We Will Be Left at Galilee
I floated through this disordered life,
By chance I have managed to return alive.
– Du Fu
I think it important to tell you
that some will be barred from the journey.
I think it crucial to realize
not everyone can go,
that we will be forced to abandon our compasses
and our tattered maps,
the faithful dog, blind and deaf, standing sentinel.
The nighlight left lit.
I think it imperative to go ahead and decide who
will hand out the pieces of paper,
who will pin the note explaining
what took place
to the sleeves.
These are the men I admit
to leaving. One invested in bankrupt real estate. One ushered
in planes with enormous orange flags. One kept his eyes locked on mine
when we kissed, quoted Tang dynasty poetry until I cried
stop, please, stop. One raced Italian bikes, another day another
second place, he laughed. One lived with four women
though not at the same time, loved
he said, none of them. One could never make me come
but knew how to tickle me until ecstasy. I admit
there might be others.
Hey, Du Fu, going deeper and deeper between flowers, prepare me
so that my hair will grow longer. Tell me
what will become of the poets?
Fanatics have their dreams,
the savage too
guesses at heaven.
I think it important to acknowledge
we’re not all in this together.
I think it important to accept that not all the wounded
are going to pull through.
Perhaps a few will understand when I say
lo mashireem ptzueem ba-shetakh
doesn’t always apply
even to soldiers.
Yet this happened just yesterday.
I was on the narrow highway leading to the Sea of Galilee.
Speed limit signs and stoplights lined up
like policemen on strike, all of them useless.

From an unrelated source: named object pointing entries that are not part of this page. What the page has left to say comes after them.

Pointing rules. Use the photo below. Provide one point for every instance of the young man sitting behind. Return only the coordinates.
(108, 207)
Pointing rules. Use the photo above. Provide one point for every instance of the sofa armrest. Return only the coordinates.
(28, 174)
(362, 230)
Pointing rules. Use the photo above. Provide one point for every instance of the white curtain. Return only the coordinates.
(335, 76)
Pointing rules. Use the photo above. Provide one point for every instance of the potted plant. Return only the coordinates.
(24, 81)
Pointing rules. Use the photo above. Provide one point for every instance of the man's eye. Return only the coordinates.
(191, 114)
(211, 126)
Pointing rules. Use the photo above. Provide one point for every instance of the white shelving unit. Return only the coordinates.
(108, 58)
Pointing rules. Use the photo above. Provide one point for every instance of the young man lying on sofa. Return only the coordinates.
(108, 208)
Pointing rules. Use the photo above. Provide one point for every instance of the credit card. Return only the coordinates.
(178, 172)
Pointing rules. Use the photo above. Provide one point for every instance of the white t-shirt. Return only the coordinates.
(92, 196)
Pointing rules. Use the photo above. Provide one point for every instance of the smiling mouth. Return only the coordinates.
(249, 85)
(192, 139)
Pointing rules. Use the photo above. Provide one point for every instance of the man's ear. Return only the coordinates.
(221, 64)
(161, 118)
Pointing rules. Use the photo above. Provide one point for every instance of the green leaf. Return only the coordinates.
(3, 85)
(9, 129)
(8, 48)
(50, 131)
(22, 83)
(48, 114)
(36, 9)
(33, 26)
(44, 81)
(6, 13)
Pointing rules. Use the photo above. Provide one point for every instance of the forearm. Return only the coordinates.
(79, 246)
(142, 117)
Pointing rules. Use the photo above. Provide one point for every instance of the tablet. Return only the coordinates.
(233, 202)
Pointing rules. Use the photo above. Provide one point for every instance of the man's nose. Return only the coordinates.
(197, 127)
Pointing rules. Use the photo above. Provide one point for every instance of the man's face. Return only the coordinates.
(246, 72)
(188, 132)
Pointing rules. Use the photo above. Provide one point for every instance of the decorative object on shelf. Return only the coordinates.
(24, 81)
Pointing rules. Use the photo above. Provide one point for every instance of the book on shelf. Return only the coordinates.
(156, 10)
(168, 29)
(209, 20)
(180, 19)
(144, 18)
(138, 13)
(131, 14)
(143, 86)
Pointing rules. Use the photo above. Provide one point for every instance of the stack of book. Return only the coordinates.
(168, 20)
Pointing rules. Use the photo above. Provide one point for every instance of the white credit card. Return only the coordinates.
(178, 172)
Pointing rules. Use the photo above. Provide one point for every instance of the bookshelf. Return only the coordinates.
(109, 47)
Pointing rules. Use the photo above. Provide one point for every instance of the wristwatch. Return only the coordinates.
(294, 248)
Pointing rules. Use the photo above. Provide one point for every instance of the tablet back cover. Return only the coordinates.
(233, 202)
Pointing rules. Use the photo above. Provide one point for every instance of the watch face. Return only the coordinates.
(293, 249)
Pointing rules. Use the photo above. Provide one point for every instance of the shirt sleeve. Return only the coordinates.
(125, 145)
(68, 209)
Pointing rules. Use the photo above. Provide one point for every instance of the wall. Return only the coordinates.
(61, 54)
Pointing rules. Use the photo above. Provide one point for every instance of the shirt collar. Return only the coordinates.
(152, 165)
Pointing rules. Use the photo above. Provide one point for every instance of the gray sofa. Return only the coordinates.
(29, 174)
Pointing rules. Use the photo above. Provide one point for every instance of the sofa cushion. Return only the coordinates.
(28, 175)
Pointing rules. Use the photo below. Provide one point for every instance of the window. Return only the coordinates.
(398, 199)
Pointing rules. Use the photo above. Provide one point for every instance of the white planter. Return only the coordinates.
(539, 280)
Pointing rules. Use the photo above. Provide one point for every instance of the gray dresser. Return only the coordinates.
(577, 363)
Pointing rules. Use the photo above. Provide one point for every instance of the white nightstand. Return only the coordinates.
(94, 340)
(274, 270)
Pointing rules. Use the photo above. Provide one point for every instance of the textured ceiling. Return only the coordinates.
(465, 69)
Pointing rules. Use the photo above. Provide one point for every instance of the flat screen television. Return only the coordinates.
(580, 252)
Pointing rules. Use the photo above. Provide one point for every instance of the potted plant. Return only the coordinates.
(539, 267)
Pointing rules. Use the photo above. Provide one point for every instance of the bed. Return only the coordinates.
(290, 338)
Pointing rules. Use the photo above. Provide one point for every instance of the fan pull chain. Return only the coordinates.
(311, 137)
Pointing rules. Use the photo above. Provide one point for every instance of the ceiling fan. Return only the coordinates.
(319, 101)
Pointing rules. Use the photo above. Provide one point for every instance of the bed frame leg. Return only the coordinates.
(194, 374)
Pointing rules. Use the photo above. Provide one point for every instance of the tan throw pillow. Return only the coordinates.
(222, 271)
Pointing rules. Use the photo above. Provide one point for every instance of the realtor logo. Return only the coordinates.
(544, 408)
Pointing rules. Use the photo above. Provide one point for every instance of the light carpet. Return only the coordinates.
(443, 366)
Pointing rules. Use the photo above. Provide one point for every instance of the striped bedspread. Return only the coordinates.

Traffic had backed up twenty kilometers.
Slowly word worked back window to window
of a terrible accident.
A few drivers leaned out of their vehicles,
shading their eyes, mouths twisted
with the same bitterness that clotted the August air, the smog
of the hundred idling engines.
The girl in the backseat looked up from the message
she was typing into her telephone,
there’s no way around it, she said, her blue green eyes,
the sun lightened lashes,
meeting mine. Far ahead, smoke
began to rise and one by one, the people stepped
from their cars
began running forward.
I think it crucial to confess that some
will beg to be taken.
Though others will cover their mouths, cut
out their tongues.
I think it important to acknowledge that decisions
have already been made
and that a few want to be left.
That even so
I think it essential to say to you
that we might not know
even at the end
if we’ve returned to Eden’s outer reaches or again to the road,
to tell you
what I’ve seen—
green and glintless
this imaginary lake.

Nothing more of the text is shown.